Re: [PATCH v13] x86, mce: Add memcpy_trap()
From: Andy Lutomirski
Date: Thu Feb 25 2016 - 20:20:13 EST
On Thu, Feb 25, 2016 at 4:58 PM, Linus Torvalds
<torvalds@xxxxxxxxxxxxxxxxxxxx> wrote:
> On Thu, Feb 25, 2016 at 2:11 PM, Andy Lutomirski <luto@xxxxxxxxxxxxxx> wrote:
>>
>> do_machine_check uses IST, the memory failure code can sleep, and you
>> can't sleep in IST context. There's a special escape that lets
>> memory_failure sleep *if* it came from user mode.
>
> So?
>
[...]
Then let's answer the API question instead of the implementation question.
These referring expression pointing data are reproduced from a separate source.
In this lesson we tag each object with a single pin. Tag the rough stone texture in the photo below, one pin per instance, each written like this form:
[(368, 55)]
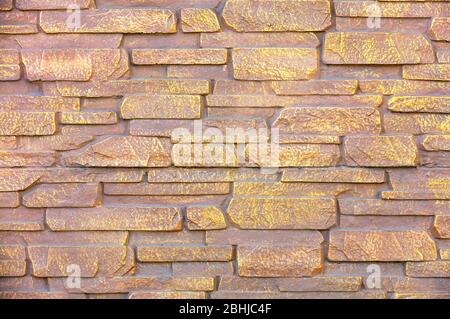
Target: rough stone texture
[(94, 118)]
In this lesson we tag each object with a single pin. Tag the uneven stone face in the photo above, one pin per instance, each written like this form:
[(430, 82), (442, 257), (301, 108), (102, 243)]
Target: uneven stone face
[(27, 123), (279, 260), (274, 63), (268, 16), (63, 195), (328, 120), (199, 20), (380, 151), (381, 246), (205, 218), (282, 213), (376, 48), (123, 152), (112, 21), (115, 218)]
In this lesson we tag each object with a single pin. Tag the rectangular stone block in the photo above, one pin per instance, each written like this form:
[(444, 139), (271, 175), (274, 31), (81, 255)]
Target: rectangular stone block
[(112, 21), (115, 218), (376, 48), (27, 123), (381, 151), (274, 63), (389, 245), (179, 56), (184, 253), (283, 213), (279, 260)]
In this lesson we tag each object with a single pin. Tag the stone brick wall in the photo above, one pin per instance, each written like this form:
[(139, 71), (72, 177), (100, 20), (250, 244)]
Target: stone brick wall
[(91, 183)]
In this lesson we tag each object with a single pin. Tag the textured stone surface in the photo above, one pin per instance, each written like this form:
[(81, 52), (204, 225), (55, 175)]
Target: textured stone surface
[(381, 246), (376, 48), (282, 213), (261, 15), (380, 151), (274, 64), (111, 156)]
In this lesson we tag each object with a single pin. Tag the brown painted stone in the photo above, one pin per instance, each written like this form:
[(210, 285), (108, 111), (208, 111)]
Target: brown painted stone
[(376, 48), (328, 120), (123, 152), (27, 123), (183, 253), (282, 213), (268, 16), (112, 21), (126, 87), (380, 151), (115, 218), (381, 246), (441, 227), (436, 142), (53, 261), (205, 218), (333, 175), (439, 29), (162, 107), (279, 260), (377, 207), (199, 20), (63, 195), (274, 63), (438, 268), (427, 104), (179, 56)]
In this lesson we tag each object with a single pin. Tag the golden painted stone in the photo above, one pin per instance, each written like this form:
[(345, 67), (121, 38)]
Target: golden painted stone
[(417, 123), (431, 72), (441, 227), (351, 206), (389, 245), (333, 175), (337, 283), (274, 63), (27, 123), (279, 260), (54, 261), (328, 120), (127, 87), (167, 189), (435, 269), (380, 151), (112, 21), (115, 218), (205, 218), (439, 29), (51, 4), (157, 253), (313, 87), (199, 20), (179, 56), (162, 107), (130, 151), (389, 87), (38, 103), (63, 195), (283, 213), (376, 48), (436, 142), (229, 39), (284, 15), (361, 8), (84, 118), (426, 104)]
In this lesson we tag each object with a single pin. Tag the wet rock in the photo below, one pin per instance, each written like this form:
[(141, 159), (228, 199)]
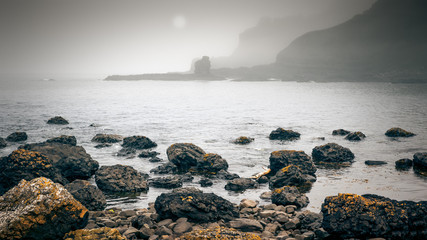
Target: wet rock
[(241, 184), (195, 206), (120, 178), (332, 153), (107, 138), (355, 136), (340, 132), (404, 163), (289, 196), (284, 158), (374, 162), (166, 182), (39, 209), (368, 216), (57, 120), (243, 140), (17, 137), (398, 132), (24, 164), (282, 134), (138, 142), (90, 196), (184, 155), (72, 161), (64, 139)]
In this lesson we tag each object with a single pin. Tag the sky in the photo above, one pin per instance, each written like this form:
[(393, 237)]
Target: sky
[(96, 38)]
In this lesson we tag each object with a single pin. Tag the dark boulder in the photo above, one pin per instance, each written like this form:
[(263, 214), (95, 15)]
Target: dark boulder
[(90, 196), (282, 134), (120, 178), (284, 158), (166, 182), (57, 120), (107, 138), (196, 206), (64, 139), (17, 137), (72, 161), (24, 164), (340, 132), (398, 132), (40, 209), (332, 153), (138, 142), (241, 184), (289, 195), (243, 140), (355, 136), (369, 216), (185, 155)]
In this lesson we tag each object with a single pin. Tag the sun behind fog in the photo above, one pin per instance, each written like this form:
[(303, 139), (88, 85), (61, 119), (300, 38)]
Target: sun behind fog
[(179, 22)]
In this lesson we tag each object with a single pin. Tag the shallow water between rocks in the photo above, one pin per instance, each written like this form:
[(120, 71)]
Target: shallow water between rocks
[(211, 114)]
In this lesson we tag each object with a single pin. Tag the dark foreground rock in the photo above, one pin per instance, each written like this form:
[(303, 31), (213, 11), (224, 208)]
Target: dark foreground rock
[(120, 178), (369, 216), (17, 137), (90, 196), (332, 153), (398, 132), (72, 161), (282, 134), (138, 142), (196, 206), (39, 209), (64, 139), (57, 120)]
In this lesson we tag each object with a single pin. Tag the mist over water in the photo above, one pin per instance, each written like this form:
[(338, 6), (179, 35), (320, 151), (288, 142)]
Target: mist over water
[(211, 114)]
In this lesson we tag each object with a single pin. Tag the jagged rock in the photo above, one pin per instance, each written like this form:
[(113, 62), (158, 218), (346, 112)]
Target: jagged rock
[(398, 132), (57, 120), (24, 164), (39, 209), (284, 158), (120, 178), (90, 196), (97, 233), (184, 155), (138, 142), (243, 140), (332, 153), (72, 161), (367, 216), (166, 182), (71, 140), (241, 184), (107, 138), (282, 134), (195, 206), (355, 136), (289, 195), (17, 137), (340, 132)]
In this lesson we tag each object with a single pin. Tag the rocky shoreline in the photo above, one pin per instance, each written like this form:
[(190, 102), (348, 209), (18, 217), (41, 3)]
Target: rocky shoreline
[(46, 195)]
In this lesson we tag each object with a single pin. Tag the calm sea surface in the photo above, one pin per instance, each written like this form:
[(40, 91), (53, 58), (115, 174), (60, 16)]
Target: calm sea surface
[(211, 114)]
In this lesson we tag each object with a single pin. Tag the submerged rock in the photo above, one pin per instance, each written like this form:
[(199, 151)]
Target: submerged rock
[(39, 209), (120, 178), (57, 120), (398, 132), (17, 137), (90, 196), (282, 134), (369, 216)]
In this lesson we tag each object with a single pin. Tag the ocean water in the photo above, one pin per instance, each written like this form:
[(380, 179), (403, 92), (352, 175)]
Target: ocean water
[(211, 114)]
If a user program accesses a bad virtual address directly, it gets
SIGSEGV or SIGBUS depending on the nature of the error. This is
long-established practice. The SIGSEGV case is programmer error and
the SIGBUS case might be an IO error.
If a user program accesses a bad virtual address by passing the
address to a syscall, it gets EFAULT. This may be programmer error or
and underlying IO error, and the program can't tell.
If a user program accesses a bad address on an NVDIMM via mmap, what
should happen? If mmaped NVDIMM (or other DAX space) is the same as
existing poisoned memory, the program gets SIGBUS. This still makes
sense.
The question here: what happens if a program accesses a bad NVDIMM
address by passing a pointer to a syscall? With Tony's patches as
written, I think the program gets SIGBUS via memory_failure. Do we
want that behavior? If we take your suggestion and change only the
error code, then the program will *not* get SIGBUS. Instead it will
get -EFAULT or -ESOMETHINGELSE. Is that okay? If it is, then
everything is straightforward and nothing in my previous email is
relevant.
--Andy